December 2008 LSAT
Section 3
Question 16
Therapist: The ability to trust other people is essential to happiness, for without trust there can be no meaningful...
Reply
shunhe on April 3, 2020
Hi @Zacfisch,Thanks for the question! Let’s start from the beginning. We’re told that the ability to trust other people is essential to happiness; in other words, trusting other people is necessary for happiness, or happiness requires trusting other people (the necessary condition). We diagram this:
happiness -> ability to trust other people
The next part of the argument starts with “for,” so we can reasonably guess that this first sentence is going to be the conclusion, since it looks like the following sentences are going to support it. We’re told that without trust, there can be no meaningful emotional connection to another human being. In other words, if there’s no trust, then there’s no meaningful emotional connection to another human being.

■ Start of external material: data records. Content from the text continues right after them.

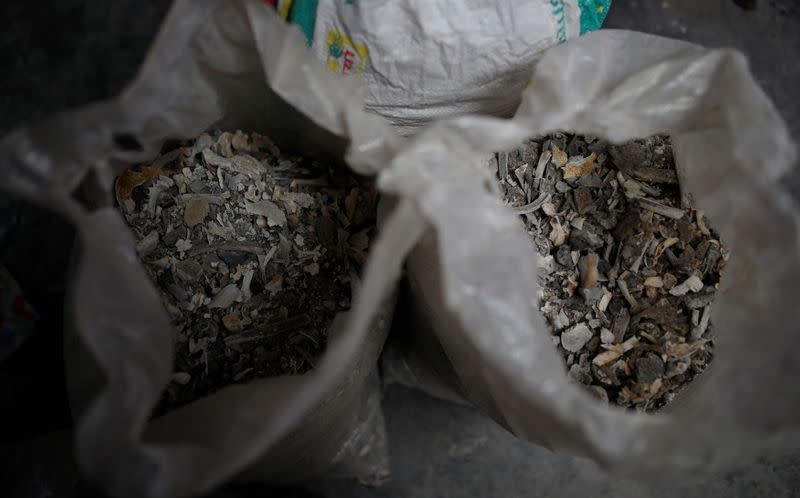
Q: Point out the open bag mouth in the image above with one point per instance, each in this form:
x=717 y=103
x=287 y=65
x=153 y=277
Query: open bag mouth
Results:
x=236 y=66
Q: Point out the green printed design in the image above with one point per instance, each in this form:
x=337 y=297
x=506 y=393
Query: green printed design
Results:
x=304 y=14
x=593 y=13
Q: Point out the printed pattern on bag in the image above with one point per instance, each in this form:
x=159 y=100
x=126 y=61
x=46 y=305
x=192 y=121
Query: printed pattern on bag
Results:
x=344 y=56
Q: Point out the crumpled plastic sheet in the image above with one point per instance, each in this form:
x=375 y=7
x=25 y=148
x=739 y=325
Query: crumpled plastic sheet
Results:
x=230 y=65
x=476 y=277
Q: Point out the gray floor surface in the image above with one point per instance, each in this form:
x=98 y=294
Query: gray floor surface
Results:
x=438 y=449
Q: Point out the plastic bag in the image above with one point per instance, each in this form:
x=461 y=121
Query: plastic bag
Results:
x=230 y=65
x=475 y=278
x=422 y=60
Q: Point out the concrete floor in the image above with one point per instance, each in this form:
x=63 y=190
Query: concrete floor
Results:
x=438 y=449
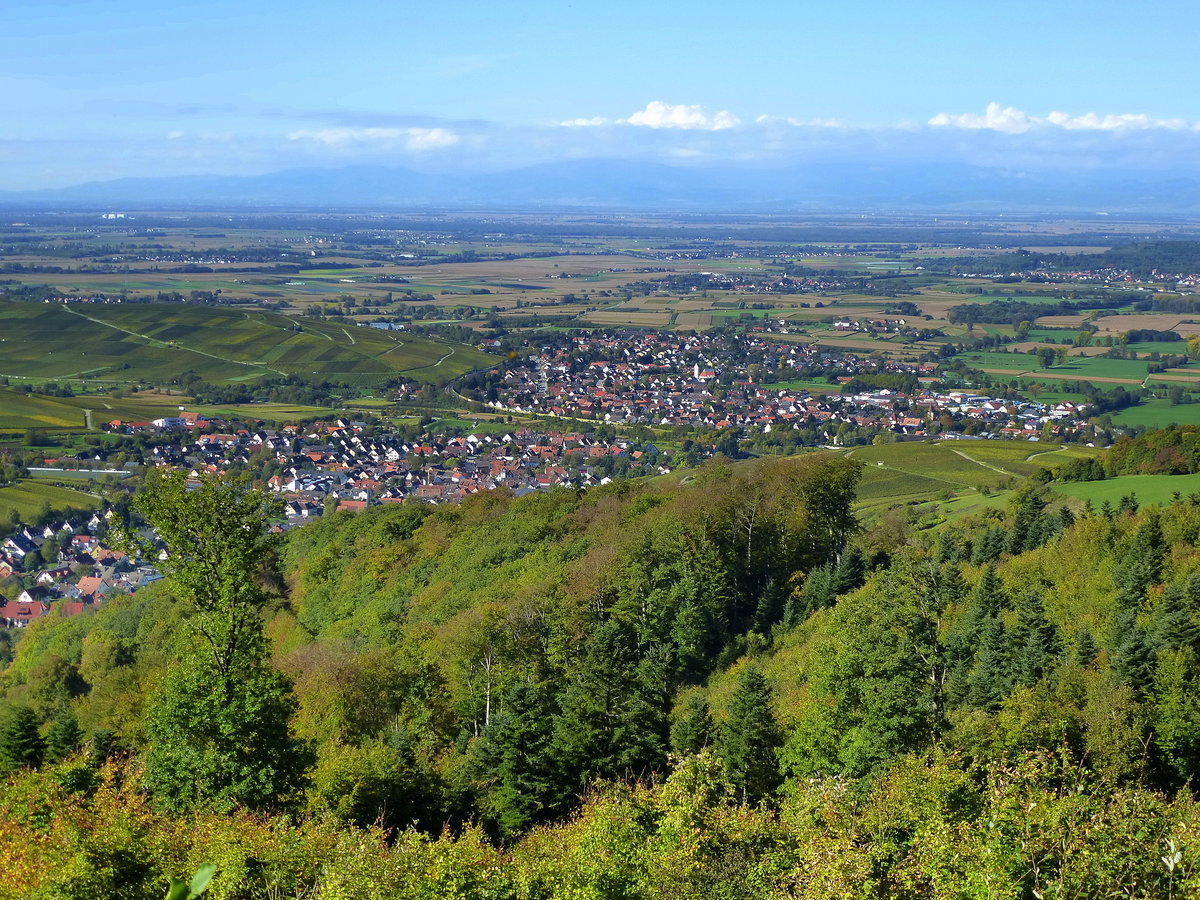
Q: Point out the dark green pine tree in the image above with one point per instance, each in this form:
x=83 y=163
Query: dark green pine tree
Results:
x=610 y=726
x=1085 y=647
x=989 y=681
x=691 y=634
x=850 y=573
x=987 y=601
x=21 y=743
x=1133 y=658
x=1035 y=641
x=772 y=606
x=64 y=737
x=1175 y=624
x=514 y=766
x=1141 y=564
x=963 y=645
x=693 y=727
x=1066 y=517
x=750 y=738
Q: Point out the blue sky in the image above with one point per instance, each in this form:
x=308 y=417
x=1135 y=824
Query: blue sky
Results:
x=99 y=90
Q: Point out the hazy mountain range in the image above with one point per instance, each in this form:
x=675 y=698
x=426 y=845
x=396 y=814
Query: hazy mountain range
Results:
x=625 y=185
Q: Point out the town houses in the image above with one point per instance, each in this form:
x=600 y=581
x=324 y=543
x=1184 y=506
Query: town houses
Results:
x=66 y=569
x=731 y=381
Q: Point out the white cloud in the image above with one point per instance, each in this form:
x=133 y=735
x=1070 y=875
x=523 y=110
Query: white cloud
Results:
x=594 y=121
x=799 y=123
x=665 y=115
x=1015 y=121
x=996 y=118
x=414 y=139
x=681 y=115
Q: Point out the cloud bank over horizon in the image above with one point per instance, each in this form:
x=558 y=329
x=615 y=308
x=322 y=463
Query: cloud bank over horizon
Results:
x=691 y=135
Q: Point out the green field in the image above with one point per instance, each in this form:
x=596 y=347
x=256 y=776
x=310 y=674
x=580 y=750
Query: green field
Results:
x=1150 y=490
x=1073 y=367
x=29 y=498
x=970 y=472
x=156 y=342
x=940 y=463
x=1158 y=414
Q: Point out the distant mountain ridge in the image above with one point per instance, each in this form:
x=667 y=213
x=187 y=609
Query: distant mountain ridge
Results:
x=625 y=185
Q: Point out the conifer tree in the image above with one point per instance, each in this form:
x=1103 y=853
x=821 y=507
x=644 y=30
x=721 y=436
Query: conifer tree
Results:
x=515 y=767
x=1085 y=647
x=1175 y=623
x=609 y=727
x=64 y=737
x=21 y=742
x=1133 y=658
x=1035 y=640
x=988 y=683
x=751 y=737
x=693 y=729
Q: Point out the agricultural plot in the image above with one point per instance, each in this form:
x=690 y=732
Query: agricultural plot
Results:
x=29 y=498
x=156 y=342
x=1158 y=413
x=939 y=462
x=1150 y=490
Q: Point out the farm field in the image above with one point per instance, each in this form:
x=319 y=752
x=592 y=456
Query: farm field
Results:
x=157 y=342
x=1158 y=413
x=939 y=462
x=1150 y=490
x=961 y=475
x=28 y=498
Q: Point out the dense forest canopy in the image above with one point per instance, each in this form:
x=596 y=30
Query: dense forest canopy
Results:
x=723 y=688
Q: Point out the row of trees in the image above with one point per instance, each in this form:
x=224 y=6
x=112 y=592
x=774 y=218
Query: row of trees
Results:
x=736 y=652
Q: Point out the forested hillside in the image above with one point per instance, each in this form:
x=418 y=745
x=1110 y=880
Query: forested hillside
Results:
x=723 y=688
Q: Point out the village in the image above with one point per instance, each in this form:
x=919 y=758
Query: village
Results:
x=631 y=405
x=719 y=382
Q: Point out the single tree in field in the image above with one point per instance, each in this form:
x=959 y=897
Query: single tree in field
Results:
x=750 y=738
x=219 y=725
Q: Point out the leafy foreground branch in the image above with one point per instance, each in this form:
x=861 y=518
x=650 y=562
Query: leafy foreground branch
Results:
x=933 y=828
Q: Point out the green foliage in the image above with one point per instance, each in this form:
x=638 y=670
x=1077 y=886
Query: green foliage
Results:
x=191 y=889
x=219 y=727
x=220 y=745
x=21 y=742
x=750 y=737
x=64 y=737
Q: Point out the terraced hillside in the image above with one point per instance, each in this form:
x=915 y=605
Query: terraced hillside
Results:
x=155 y=342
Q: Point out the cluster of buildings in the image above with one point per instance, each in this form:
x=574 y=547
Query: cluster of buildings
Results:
x=726 y=381
x=65 y=569
x=349 y=465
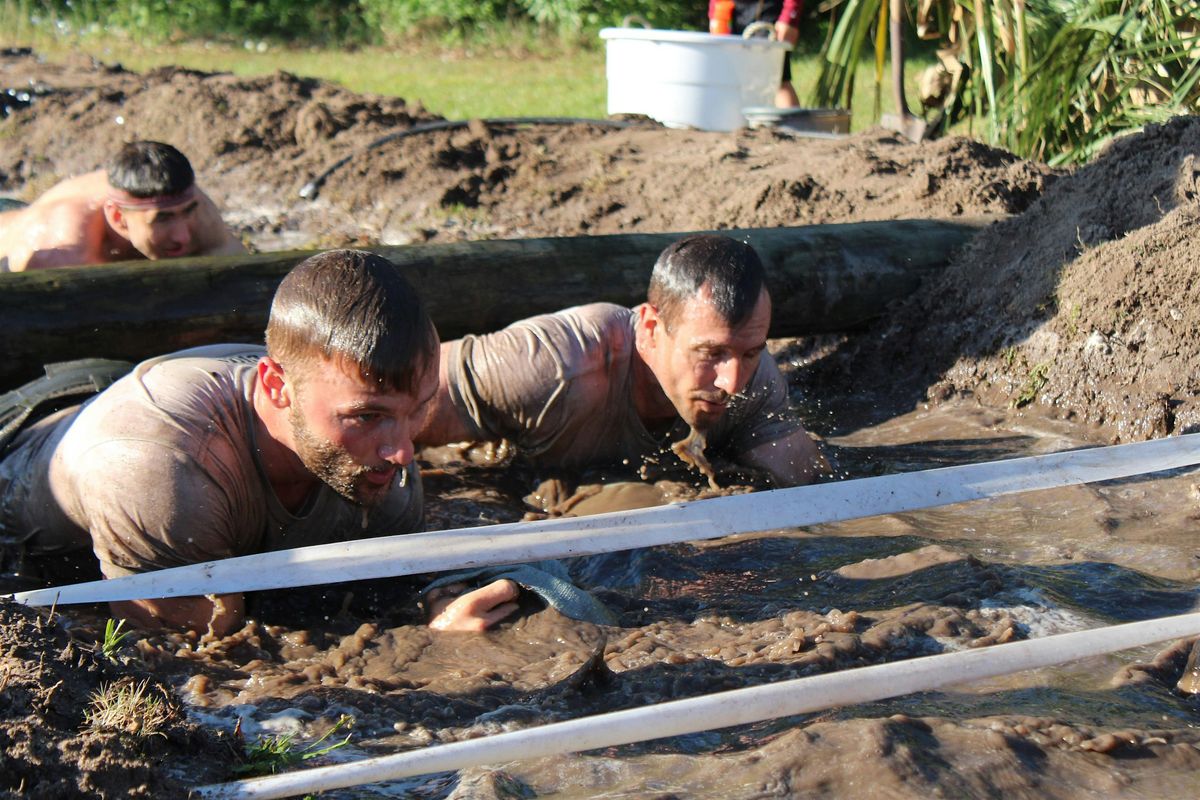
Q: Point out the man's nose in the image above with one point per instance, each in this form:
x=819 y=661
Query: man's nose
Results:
x=397 y=449
x=183 y=234
x=730 y=376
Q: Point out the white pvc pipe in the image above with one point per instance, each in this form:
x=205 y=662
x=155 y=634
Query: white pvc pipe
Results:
x=720 y=710
x=679 y=522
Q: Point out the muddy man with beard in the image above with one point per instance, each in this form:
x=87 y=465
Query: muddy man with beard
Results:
x=603 y=384
x=229 y=450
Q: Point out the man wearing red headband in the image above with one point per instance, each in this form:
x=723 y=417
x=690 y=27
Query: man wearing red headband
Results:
x=145 y=205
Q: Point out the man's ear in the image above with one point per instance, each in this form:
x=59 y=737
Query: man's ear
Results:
x=274 y=383
x=115 y=218
x=648 y=325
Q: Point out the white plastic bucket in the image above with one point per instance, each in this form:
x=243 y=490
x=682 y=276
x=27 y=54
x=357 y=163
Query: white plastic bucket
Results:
x=690 y=79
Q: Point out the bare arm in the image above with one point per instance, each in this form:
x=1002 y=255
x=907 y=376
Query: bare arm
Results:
x=219 y=614
x=61 y=233
x=791 y=461
x=475 y=611
x=215 y=236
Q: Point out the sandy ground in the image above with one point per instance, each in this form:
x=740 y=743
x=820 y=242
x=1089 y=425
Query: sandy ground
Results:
x=1081 y=307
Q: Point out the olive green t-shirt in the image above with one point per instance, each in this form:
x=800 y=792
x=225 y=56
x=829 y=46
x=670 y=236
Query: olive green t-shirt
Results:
x=561 y=388
x=160 y=470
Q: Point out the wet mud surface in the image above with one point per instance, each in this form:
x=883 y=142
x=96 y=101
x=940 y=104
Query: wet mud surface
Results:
x=749 y=609
x=1093 y=278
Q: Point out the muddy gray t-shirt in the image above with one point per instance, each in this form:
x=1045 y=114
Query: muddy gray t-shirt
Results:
x=561 y=388
x=160 y=470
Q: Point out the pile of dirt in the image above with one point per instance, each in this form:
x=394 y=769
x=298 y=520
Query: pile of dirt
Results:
x=256 y=142
x=1085 y=307
x=51 y=747
x=247 y=138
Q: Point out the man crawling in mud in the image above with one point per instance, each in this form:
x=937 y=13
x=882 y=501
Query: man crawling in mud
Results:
x=228 y=450
x=604 y=384
x=145 y=205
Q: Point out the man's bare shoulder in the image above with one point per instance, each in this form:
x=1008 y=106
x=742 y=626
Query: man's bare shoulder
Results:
x=90 y=187
x=215 y=236
x=67 y=232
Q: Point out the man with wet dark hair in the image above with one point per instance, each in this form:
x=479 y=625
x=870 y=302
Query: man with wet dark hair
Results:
x=145 y=205
x=603 y=384
x=229 y=450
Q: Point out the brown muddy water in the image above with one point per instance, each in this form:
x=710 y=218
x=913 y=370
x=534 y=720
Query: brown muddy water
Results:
x=749 y=609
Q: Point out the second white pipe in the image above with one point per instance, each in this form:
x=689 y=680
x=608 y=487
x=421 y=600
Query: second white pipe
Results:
x=721 y=710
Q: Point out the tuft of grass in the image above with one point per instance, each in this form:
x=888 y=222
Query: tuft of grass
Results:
x=271 y=755
x=130 y=707
x=113 y=638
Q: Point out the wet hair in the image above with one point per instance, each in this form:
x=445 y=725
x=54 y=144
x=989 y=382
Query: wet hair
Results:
x=148 y=169
x=355 y=307
x=730 y=269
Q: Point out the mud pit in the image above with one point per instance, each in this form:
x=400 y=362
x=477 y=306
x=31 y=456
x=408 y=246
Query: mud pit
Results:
x=1095 y=277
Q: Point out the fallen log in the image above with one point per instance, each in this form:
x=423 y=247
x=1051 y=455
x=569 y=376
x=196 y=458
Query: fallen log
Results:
x=822 y=277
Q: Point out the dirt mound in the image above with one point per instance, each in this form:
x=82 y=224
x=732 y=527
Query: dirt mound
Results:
x=246 y=137
x=256 y=142
x=1086 y=306
x=49 y=749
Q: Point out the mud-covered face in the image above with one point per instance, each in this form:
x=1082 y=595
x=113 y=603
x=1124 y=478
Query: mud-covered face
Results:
x=354 y=435
x=168 y=232
x=700 y=361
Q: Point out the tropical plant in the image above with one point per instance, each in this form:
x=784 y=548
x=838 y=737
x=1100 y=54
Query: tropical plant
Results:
x=1053 y=79
x=270 y=755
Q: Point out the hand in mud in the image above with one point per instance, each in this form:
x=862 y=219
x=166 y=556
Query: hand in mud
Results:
x=475 y=611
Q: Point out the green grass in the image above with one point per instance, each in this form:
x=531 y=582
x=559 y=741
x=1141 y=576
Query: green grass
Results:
x=114 y=637
x=489 y=79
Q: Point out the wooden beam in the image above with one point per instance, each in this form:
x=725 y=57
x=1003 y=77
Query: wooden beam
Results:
x=822 y=278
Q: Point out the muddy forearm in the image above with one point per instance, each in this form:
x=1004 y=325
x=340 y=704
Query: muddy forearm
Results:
x=222 y=613
x=791 y=461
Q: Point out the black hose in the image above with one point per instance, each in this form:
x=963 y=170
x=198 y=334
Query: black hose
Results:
x=310 y=190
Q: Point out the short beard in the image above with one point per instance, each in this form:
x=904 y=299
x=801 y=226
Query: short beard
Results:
x=330 y=463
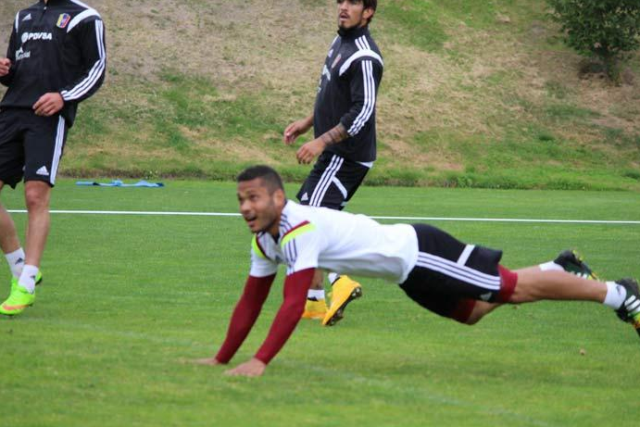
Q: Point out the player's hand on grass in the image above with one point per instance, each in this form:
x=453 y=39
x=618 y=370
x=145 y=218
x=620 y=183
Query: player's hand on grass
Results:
x=297 y=128
x=211 y=361
x=310 y=151
x=48 y=104
x=5 y=66
x=252 y=368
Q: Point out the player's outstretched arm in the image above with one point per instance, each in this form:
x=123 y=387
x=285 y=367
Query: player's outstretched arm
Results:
x=244 y=316
x=296 y=286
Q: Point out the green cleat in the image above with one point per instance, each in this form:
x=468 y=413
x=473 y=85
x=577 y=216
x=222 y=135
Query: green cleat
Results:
x=19 y=299
x=14 y=281
x=572 y=262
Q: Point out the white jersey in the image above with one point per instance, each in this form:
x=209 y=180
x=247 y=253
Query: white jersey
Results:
x=312 y=237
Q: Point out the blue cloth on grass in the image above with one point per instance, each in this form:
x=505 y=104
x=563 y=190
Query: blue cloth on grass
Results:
x=119 y=183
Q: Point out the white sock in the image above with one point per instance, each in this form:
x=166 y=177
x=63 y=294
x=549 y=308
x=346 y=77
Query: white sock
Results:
x=333 y=277
x=315 y=294
x=615 y=295
x=551 y=266
x=28 y=278
x=16 y=261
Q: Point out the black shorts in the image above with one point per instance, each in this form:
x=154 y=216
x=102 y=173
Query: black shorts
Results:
x=332 y=182
x=30 y=146
x=450 y=275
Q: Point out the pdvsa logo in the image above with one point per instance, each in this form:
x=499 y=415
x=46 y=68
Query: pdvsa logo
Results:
x=36 y=36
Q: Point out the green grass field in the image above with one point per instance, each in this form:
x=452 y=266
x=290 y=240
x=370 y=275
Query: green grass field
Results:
x=126 y=299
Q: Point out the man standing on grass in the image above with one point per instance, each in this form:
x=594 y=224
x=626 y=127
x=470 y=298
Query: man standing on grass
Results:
x=456 y=280
x=56 y=59
x=344 y=124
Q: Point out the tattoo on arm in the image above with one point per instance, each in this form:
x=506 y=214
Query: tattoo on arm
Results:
x=335 y=135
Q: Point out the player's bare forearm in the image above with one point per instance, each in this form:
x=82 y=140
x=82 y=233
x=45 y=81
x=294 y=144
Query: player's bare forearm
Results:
x=334 y=135
x=297 y=128
x=313 y=149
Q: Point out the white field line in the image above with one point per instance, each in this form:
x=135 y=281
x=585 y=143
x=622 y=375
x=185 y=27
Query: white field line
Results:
x=398 y=218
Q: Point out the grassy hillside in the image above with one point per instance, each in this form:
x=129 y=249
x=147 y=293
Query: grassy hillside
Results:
x=475 y=93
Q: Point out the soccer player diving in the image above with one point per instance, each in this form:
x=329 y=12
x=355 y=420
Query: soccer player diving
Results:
x=460 y=281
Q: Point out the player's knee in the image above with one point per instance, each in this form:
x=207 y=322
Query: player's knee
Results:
x=36 y=198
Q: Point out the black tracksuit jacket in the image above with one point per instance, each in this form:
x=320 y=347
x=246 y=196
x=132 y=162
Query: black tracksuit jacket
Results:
x=347 y=94
x=55 y=47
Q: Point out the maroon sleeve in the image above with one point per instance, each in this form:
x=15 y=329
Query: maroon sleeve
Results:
x=296 y=286
x=245 y=314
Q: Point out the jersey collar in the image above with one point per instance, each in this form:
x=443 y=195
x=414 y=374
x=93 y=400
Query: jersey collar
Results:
x=354 y=33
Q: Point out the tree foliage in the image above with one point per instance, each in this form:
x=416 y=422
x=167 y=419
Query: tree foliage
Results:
x=605 y=29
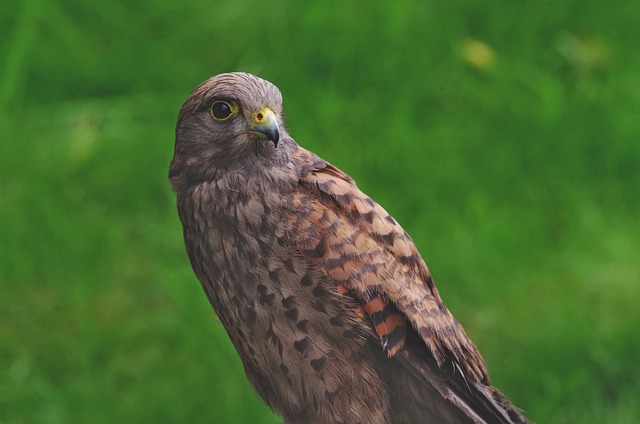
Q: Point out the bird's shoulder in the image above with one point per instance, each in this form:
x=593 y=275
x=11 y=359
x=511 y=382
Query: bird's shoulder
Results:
x=363 y=249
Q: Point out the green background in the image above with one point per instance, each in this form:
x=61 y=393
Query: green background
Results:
x=504 y=136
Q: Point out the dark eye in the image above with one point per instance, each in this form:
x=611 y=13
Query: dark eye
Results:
x=221 y=110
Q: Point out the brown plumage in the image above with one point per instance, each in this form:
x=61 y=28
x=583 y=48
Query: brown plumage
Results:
x=325 y=297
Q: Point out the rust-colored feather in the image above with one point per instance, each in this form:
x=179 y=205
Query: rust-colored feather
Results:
x=361 y=247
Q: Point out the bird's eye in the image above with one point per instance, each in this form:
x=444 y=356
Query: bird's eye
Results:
x=221 y=110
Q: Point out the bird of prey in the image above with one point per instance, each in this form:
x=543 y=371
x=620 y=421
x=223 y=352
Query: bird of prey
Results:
x=330 y=306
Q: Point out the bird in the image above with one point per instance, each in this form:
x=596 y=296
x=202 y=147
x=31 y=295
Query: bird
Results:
x=331 y=308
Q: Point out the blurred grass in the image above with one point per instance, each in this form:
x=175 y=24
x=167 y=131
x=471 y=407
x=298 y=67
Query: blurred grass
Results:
x=504 y=137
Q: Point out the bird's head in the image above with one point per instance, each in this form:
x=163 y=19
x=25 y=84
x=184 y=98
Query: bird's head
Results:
x=230 y=121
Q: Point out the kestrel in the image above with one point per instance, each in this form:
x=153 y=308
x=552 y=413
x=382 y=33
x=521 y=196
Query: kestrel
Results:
x=330 y=306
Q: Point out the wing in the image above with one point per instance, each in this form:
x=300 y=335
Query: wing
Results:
x=364 y=251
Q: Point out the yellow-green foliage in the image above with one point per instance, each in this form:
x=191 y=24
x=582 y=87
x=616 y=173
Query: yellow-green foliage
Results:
x=504 y=137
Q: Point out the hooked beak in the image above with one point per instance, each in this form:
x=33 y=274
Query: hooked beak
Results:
x=264 y=125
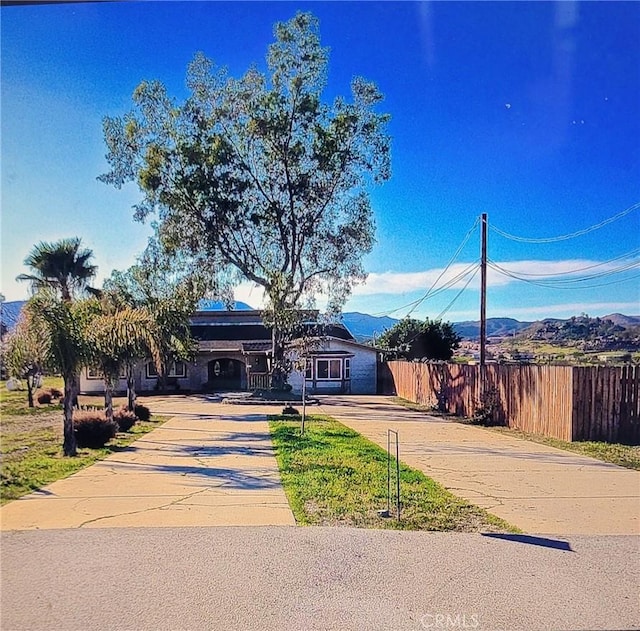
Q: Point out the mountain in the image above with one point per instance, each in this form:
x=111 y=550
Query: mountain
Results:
x=217 y=305
x=9 y=314
x=496 y=327
x=364 y=327
x=623 y=320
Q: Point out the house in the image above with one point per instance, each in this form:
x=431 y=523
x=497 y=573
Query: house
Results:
x=235 y=353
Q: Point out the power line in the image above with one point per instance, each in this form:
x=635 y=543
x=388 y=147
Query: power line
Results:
x=563 y=283
x=571 y=235
x=444 y=311
x=452 y=281
x=582 y=269
x=569 y=279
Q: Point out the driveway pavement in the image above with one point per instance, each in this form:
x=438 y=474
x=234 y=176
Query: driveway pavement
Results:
x=67 y=563
x=540 y=489
x=313 y=579
x=210 y=465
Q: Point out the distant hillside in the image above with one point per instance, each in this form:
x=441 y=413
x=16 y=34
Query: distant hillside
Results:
x=496 y=327
x=364 y=327
x=623 y=320
x=581 y=329
x=10 y=314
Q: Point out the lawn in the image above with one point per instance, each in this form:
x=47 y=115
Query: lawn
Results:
x=333 y=476
x=31 y=440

~Trust —> ~Meaningful emotional connection to another human being
And then we’re told that without meaningful emotional connections to others, we feel isolated. In other words, if we have no meaningful emotional connections to others, we feel isolated
~Meaningful emotional connection to another human being —> Feel isolated
And so we can combine these two to get:
~Trust —> Meaningful emotional connection to another human being —> Feel isolated
And now we need to get from this chain to the conclusion by filling in a necessary assumption to answer the question. Well, if we take the contrapositive of the conclusion, we get
~Trust —> ~Happiness
And so it seems like we need something to get from
Feel isolated —> ~Happiness
Because then we could conclude
~Trust —> Meaningful emotional connection to another human being —> Feel isolated —> ~ Happiness
And this is link is what (A) gives us, so (A) is the correct answer.
Hope this helps! Feel free to ask any other questions that you might have.